JenI's Blog

前言

御剑这个工具想必大家都听说并使用过，C段、旁注、批量注入、后台扫描、MD5解密、编码转换等等，功能很强大。特别是在寻找网站敏感文件目录方面，用个大一点的字典跑啊跑，一会就跑出了很多东西。今天试着用 Python 写了一个有类似扫描功能的小脚本，在这里记录一下过程。代码写的比较烂，实用性也不大，目的仅在于锻炼自己的编程能力，同时也给想学习 Python 的童鞋做个参考。我会写出自己的思考过程，方便大家理解。

过程

首先思考要实现的功能。我们想写一个判断 URL 是否存在的小工具，所以就要不断的穷举网站的 URL ，通过返回的状态码来判断页面是否存在，状态码为 200 则说明页面存在，如果是 404 则说明页面不存在，其他如 403、500 等说明存在但无权限或服务器出现错误。所以这里要使用写爬虫时会用到的 urllib2 模块，但是我们不用抓取页面内容，只需要尝试打开页面就好。为了方便，还需要将爆破的域名和要使用的字典以参数的形式传入到程序，所以还要用到 argparse 模块。

有个大概的思路就可以了，下面开始码代码。

导入要使用的模块,urllib2和argparse
urllib2 模块是 Python 的一个获取 URLs 的组件。它以 urlopen 函数的形式提供了一个非常简单的接口，具有利用不同协议获取 URLs 的能力。
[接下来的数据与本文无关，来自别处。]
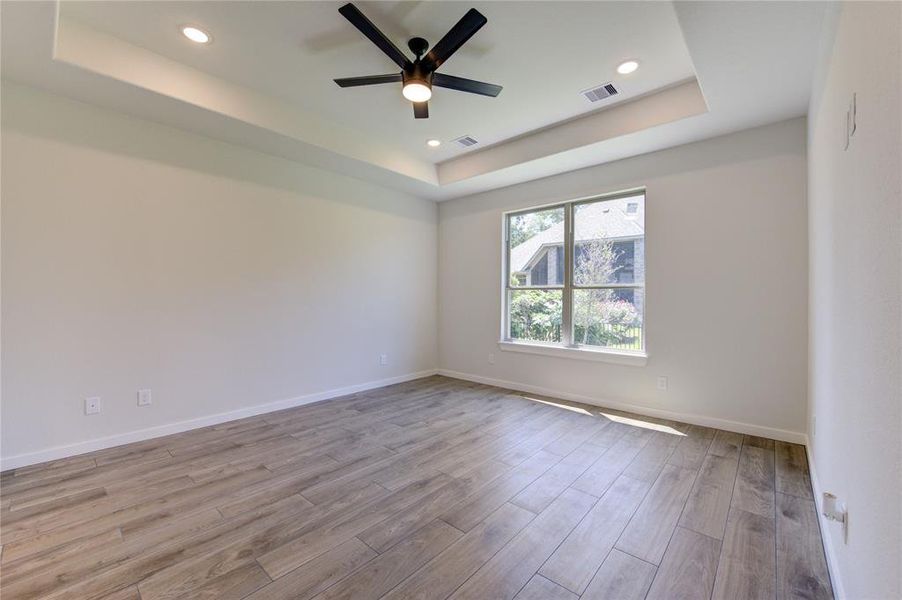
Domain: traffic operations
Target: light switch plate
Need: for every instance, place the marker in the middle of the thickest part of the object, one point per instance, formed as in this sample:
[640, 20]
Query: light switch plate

而 argparse ，它是 Python 编写命令行程序的工具，由于 optparse 在 Python2.7 版本之后就停止开发了，所以 Python 标准库中推荐使用 argparse。

import urllib2
import argparse

首先定义一个 ScanUrl 函数，用来处理传入的 URL 。

def ScanUrl(url):
    req = urllib2.Request(url)
    try:
        result = urllib2.urlopen(req,timeout=2)
        print '[+]200 found the Url : %s' % url
    #捕获urlopen无法解决的错误
    except urllib2.HTTPError,e:
        if e.code in [401,403,500,503]:
            print ('[*] Notice : ' + str(e) + ' : ' + url)
        else:
            pass
    #捕获其他错误
    except Exception,e:
         print str(e)
         exit(0)
#测试一下函数是否正常使用,以我的博客为例。
ScanUrl('http://blog.jenisec.org/index.html')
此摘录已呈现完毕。